Unicode strings with surrogate pairs should be normalized
It is possible to convert UTF-8 input with surrogate codes to Red string, which is fine, but these codes should be normalized.
>> to-string #{F09F9880}
== "😀" ;<--- ok
>> to-string #{EDA0BD EDB880}
== "😀" ;<--- looks same like the above
>> first to-string #{EDA0BD EDB880}
== #"?" ;<--- invalid, because it is just higher part of the surrogate pair
>> first to-string #{F09F9880}
== #"😀" ;<--- expected
Expected results:
to-binary to-string #{EDA0BD EDB880}
;== #{F09F9880} ;<--- surrogate pair should be normalized
first to-string #{EDA0BD EDB880}
;== #"😀"
length? to-string #{EDA0BD EDB880}
;== 1
Relevant SO entry: https://stackoverflow.com/questions/63574794/converting-denormalized-characters-with-utf8string?noredirect=1&lq=1
CESU-8 format: https://en.wikipedia.org/wiki/CESU-8
CESU-8 is not an official part of the Unicode Standard, because Unicode Technical Reports are informative documents only.[2] It should be used exclusively for internal processing and never for external data exchange.

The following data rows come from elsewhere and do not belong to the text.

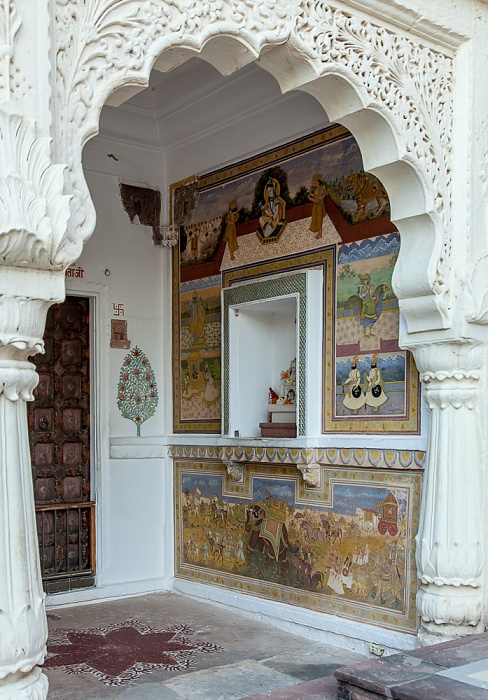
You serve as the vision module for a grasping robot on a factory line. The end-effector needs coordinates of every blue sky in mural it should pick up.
[192,136,363,223]
[182,474,406,515]
[333,484,389,515]
[337,233,400,265]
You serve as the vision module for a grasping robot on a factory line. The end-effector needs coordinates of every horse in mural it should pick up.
[245,501,296,571]
[346,170,388,223]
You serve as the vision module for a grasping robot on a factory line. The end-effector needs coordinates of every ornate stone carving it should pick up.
[416,344,484,644]
[297,462,322,488]
[295,0,453,327]
[0,109,71,270]
[0,0,21,100]
[0,338,47,700]
[56,0,453,330]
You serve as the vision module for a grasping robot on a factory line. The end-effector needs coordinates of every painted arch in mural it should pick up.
[56,0,452,331]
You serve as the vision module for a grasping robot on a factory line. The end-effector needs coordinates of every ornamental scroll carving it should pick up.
[0,110,70,270]
[294,0,453,293]
[56,0,453,294]
[0,0,21,100]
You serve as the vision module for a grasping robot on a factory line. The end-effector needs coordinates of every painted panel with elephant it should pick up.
[175,461,421,632]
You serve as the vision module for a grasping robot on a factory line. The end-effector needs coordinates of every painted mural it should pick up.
[117,346,159,437]
[326,233,419,432]
[175,276,221,432]
[172,125,419,433]
[173,126,390,274]
[175,461,421,632]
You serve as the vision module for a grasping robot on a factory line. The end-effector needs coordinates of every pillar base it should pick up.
[0,666,49,700]
[417,584,484,646]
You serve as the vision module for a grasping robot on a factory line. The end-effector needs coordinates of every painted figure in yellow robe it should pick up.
[308,173,327,238]
[225,199,239,260]
[190,294,207,343]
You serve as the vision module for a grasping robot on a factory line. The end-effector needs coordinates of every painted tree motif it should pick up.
[117,346,159,436]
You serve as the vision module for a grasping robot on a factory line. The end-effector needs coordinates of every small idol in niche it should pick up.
[276,358,297,404]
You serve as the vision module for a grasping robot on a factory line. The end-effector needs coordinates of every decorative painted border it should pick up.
[222,273,307,435]
[169,445,425,471]
[174,460,422,634]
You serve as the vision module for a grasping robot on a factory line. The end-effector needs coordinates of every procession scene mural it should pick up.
[176,462,421,631]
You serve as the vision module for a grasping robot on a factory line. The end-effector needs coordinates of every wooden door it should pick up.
[28,297,95,592]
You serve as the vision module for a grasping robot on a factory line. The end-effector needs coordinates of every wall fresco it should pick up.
[324,233,419,433]
[175,460,421,633]
[174,277,221,432]
[171,125,412,433]
[172,125,394,279]
[117,345,159,437]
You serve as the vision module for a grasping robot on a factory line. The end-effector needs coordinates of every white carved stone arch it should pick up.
[55,0,452,340]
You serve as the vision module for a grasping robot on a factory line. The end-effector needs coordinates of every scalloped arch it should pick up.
[56,0,452,332]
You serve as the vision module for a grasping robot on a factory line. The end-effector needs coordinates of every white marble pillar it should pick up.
[0,294,58,700]
[412,339,484,645]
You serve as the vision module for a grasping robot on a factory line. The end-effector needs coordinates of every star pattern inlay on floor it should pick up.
[44,620,223,686]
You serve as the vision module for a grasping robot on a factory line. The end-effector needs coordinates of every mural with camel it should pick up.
[177,462,420,628]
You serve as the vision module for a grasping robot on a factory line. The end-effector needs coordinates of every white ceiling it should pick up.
[100,57,327,154]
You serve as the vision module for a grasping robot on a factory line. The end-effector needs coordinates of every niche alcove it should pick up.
[222,269,322,438]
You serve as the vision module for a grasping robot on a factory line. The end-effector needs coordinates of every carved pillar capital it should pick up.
[412,340,484,644]
[420,370,480,411]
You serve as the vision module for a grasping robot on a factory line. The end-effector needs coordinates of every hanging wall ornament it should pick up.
[117,346,159,436]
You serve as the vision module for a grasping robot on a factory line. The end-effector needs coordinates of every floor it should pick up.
[336,632,488,700]
[45,593,364,700]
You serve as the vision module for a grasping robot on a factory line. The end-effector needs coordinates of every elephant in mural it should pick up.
[245,503,297,571]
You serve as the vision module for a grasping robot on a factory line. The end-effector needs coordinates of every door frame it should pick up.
[47,278,109,605]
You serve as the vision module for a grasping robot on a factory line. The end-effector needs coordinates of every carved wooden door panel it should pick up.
[28,297,95,592]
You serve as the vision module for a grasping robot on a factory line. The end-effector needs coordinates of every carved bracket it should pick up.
[297,462,322,489]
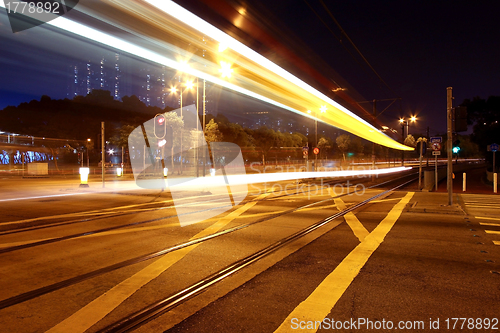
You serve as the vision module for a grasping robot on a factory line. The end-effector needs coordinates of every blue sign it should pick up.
[431,136,443,143]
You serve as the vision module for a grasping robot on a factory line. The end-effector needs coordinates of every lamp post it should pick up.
[399,116,417,166]
[307,105,327,171]
[87,138,92,168]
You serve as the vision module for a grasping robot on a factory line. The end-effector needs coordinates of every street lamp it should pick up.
[87,138,92,168]
[399,116,417,166]
[307,105,327,170]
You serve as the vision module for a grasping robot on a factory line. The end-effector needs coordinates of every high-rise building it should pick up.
[66,53,122,99]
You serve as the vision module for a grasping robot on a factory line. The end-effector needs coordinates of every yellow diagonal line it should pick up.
[333,198,369,242]
[47,192,269,333]
[275,192,414,333]
[474,216,500,221]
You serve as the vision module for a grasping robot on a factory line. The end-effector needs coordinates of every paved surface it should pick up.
[438,167,498,195]
[0,171,500,333]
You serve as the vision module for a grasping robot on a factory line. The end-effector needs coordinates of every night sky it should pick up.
[0,0,500,134]
[250,0,500,134]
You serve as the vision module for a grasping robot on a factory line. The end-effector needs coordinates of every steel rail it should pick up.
[98,179,415,333]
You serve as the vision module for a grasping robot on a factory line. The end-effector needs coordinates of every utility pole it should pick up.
[101,121,106,188]
[425,126,431,167]
[372,99,377,182]
[401,123,405,166]
[448,87,453,206]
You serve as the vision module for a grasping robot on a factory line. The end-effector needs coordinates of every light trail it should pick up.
[0,0,413,150]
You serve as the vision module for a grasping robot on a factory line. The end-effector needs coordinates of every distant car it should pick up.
[97,161,113,168]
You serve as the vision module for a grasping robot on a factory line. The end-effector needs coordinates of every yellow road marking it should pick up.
[479,222,500,227]
[474,216,500,221]
[333,198,369,242]
[466,204,500,208]
[47,189,269,333]
[0,188,251,225]
[275,192,414,333]
[370,198,401,203]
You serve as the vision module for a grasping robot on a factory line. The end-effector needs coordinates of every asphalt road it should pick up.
[0,171,500,332]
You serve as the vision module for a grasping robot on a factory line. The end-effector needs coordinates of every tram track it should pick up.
[97,178,418,333]
[0,171,408,254]
[0,174,416,309]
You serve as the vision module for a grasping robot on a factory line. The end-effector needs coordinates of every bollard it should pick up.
[493,172,498,193]
[80,168,90,187]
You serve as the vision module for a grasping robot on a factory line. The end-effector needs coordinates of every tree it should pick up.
[349,136,365,155]
[335,134,351,161]
[405,134,417,147]
[460,96,500,159]
[205,119,223,142]
[318,137,332,158]
[252,126,277,165]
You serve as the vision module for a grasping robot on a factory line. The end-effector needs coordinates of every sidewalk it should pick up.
[405,192,466,215]
[437,167,500,194]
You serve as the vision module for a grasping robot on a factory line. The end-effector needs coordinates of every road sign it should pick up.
[430,136,443,143]
[431,142,441,151]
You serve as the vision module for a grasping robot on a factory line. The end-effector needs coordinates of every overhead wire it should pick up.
[312,0,397,96]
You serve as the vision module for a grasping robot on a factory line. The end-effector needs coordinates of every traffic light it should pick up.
[452,140,460,154]
[153,114,167,139]
[453,106,467,132]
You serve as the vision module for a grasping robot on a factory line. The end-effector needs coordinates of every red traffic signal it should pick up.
[153,114,167,139]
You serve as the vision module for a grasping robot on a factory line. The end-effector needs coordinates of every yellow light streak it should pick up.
[0,0,413,150]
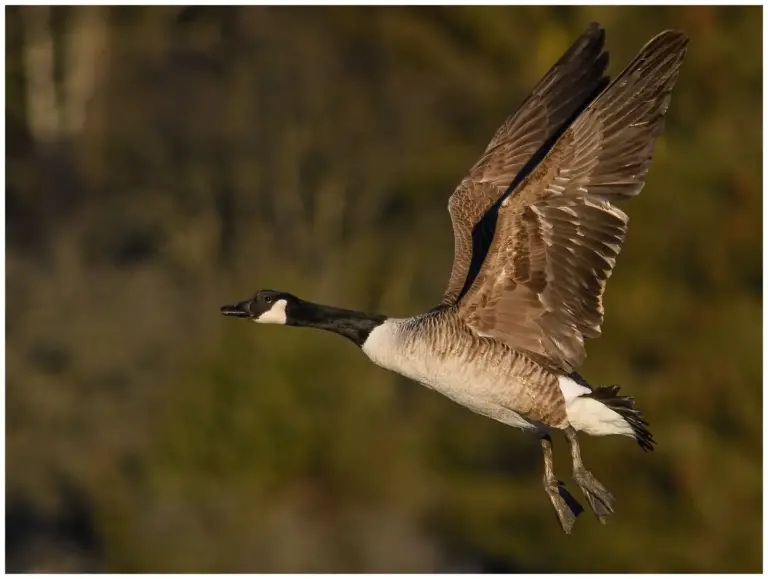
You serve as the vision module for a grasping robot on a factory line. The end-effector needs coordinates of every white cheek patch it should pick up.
[253,300,288,324]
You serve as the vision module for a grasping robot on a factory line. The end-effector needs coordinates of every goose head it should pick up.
[221,290,299,325]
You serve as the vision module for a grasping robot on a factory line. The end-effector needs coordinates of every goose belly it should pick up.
[363,322,543,429]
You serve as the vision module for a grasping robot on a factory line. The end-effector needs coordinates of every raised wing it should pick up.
[459,31,688,372]
[442,24,608,304]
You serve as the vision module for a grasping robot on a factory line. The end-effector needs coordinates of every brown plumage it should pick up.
[452,32,688,372]
[222,25,688,533]
[443,24,608,304]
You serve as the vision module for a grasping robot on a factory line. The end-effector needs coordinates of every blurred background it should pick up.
[6,6,762,572]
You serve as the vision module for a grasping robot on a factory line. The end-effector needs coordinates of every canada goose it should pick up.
[221,24,688,533]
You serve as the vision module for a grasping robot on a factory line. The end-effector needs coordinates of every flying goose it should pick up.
[221,24,688,533]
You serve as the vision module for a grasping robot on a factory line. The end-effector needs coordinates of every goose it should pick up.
[221,23,688,534]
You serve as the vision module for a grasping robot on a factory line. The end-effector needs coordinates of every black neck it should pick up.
[286,300,387,346]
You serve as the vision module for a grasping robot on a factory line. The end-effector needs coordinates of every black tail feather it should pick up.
[585,384,656,452]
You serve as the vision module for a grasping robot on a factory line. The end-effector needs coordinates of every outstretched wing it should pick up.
[459,31,688,371]
[442,24,608,304]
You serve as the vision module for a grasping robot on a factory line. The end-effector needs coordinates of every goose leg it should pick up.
[565,426,614,524]
[541,434,584,535]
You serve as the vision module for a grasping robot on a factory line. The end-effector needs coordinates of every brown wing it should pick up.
[442,24,608,304]
[459,31,688,371]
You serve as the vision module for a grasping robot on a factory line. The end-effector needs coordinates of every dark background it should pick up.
[6,6,762,572]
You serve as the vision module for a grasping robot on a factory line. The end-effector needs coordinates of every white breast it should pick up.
[362,319,538,429]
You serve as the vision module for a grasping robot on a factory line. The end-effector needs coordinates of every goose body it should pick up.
[222,24,688,533]
[362,310,567,430]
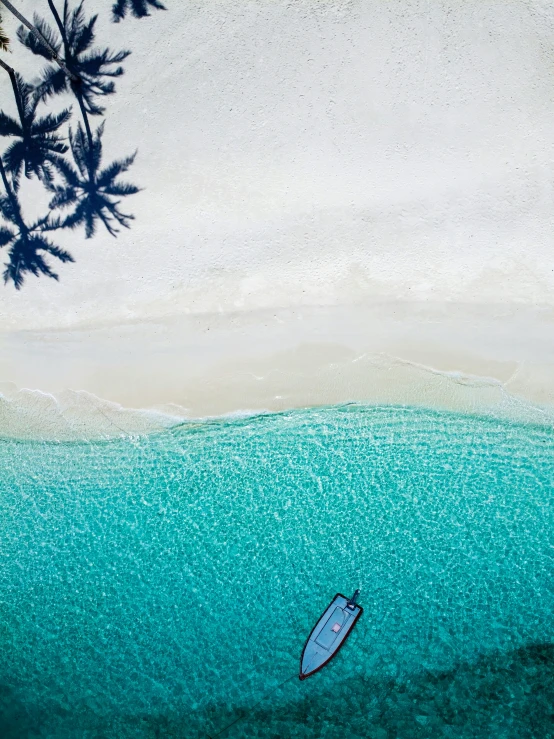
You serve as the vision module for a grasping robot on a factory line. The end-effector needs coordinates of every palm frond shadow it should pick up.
[0,74,71,192]
[0,0,142,290]
[0,160,75,290]
[112,0,166,23]
[49,124,139,239]
[17,0,131,115]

Supporting CESU-8 in HTML documents is prohibited by the W3C[3][4] and WHATWG[5] HTML standards, as it would present a cross-site scripting vulnerability.[6][failed verification – see discussion]
So, binary series like #{EDA0BD EDB880} are not valid UTF-8 format. They are in CESU-8 format which we don't support. That format looks like an anomaly resulting from naive (and improper) conversion of UTF-16 surrogate pairs to UTF-8.
So, I don't think we should support such erroneous format.
If #{EDA0BD EDB880} is not valid then there should be an error when converting it to the string.. or it should be normalized, which is the way I choose in Rebol.